Ma belle-sœur est la tutrice de Vincent. Par conséquent, c’est elle qui a fait la demande à l’aumônier de l’hôpital pour savoir si les pères pouvaient rentrer. Il a répondu qu’il nous répondrait dans la journée. Il nous a effectivement répondu en nous disant que toutes personnes extérieures à la famille devaient être validées par la tutelle.
Une fois les pères arrivés, on leur a carrément refusé l’entrée. Ils sont restés dans le sas de l’hôpital. Ils ont tout de même, par la suite, été autorisés à être dans une sorte de chapelle attribuée aux familles. Ils ont réussi à contacter l’aumônier de l’hôpital et ont appris que ma belle-sœur avait demandé, ce matin, à ce que l’aumônier de l’hôpital vienne donner l’extrême onction à Vincent. Vincent avait donc reçu l’extrême onction.

Avez-vous pu voir des signes de conscience dans ce regard qui a beaucoup marqué la France aujourd’hui ?

C’est exactement le même regard qu’il avait cet après-midi. Son regard était très paisible. Il nous fixait énormément. On sentait que la sédation commençait à faire son effet, mais pas encore suffisamment forte. Nous avons pu profiter de lui aujourd’hui dans les moments qui nous étaient attribués. Nous l’avons rassuré et lui avons dit que ses avocats se battaient encore et encore pour lui. C’est une victoire presque inespérée. Nous nous disions que c’était le dernier recours !

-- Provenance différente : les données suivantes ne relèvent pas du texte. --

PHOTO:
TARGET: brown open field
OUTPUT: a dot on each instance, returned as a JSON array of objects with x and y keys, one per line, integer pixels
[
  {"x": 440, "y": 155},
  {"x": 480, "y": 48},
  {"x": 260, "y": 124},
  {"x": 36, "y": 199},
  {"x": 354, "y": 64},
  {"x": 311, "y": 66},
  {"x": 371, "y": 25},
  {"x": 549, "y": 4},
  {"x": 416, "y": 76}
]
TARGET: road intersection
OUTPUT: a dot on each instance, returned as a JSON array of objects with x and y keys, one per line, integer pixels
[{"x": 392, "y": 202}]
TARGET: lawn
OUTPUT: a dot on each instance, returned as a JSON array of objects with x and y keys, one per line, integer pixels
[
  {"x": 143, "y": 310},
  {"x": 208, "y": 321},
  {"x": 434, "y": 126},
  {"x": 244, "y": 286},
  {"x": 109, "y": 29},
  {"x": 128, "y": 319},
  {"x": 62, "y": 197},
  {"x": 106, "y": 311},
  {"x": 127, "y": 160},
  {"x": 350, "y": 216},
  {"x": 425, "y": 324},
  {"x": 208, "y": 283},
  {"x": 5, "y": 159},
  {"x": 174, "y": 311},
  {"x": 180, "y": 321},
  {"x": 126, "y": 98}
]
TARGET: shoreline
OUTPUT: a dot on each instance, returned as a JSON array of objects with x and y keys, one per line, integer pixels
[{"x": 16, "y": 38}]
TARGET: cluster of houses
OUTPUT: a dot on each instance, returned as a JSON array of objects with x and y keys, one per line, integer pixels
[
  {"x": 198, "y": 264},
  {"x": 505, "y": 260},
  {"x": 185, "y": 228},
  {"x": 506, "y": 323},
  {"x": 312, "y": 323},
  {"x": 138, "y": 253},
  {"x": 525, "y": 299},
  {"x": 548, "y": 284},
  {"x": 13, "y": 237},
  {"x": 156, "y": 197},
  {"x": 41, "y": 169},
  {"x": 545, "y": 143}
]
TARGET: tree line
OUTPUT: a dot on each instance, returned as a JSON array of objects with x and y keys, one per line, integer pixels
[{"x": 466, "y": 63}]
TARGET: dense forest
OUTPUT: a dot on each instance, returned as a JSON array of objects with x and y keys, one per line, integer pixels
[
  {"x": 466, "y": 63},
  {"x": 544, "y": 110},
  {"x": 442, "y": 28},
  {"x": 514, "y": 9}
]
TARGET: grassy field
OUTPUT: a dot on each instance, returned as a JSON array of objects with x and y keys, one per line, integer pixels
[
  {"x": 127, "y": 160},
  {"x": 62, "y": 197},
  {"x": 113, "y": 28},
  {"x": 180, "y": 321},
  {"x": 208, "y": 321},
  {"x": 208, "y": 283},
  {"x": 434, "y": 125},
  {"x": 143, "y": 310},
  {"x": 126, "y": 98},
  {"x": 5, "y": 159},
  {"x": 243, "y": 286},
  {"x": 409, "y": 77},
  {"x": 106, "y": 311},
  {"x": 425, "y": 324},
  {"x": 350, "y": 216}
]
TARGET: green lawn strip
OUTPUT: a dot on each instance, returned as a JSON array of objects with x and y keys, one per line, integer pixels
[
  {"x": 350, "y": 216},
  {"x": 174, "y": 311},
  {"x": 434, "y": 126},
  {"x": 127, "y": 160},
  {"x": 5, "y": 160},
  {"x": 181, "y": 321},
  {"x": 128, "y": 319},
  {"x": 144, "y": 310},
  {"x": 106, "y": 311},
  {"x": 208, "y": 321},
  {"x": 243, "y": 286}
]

Ce matin, arrivez-vous à croire à cette victoire ?

Lorsque nous avons appris la nouvelle à 8 h 30 ce matin, nous étions abattus. Nous l’avons appris froidement par mail. Nous avons donc eu une cette phase d’incompréhension. Nous avions peur qu’il soit complètement en sédation profonde. C’est ce que l’on nous avait dit au début du processus. Nous nous sommes donc dit que lorsque nous le retrouverions, il serait déjà totalement endormi.
Ce moment a été une douleur terrible pour nous tous. Finalement, une fois que cette phase est passée, nous avions tous encore espoir.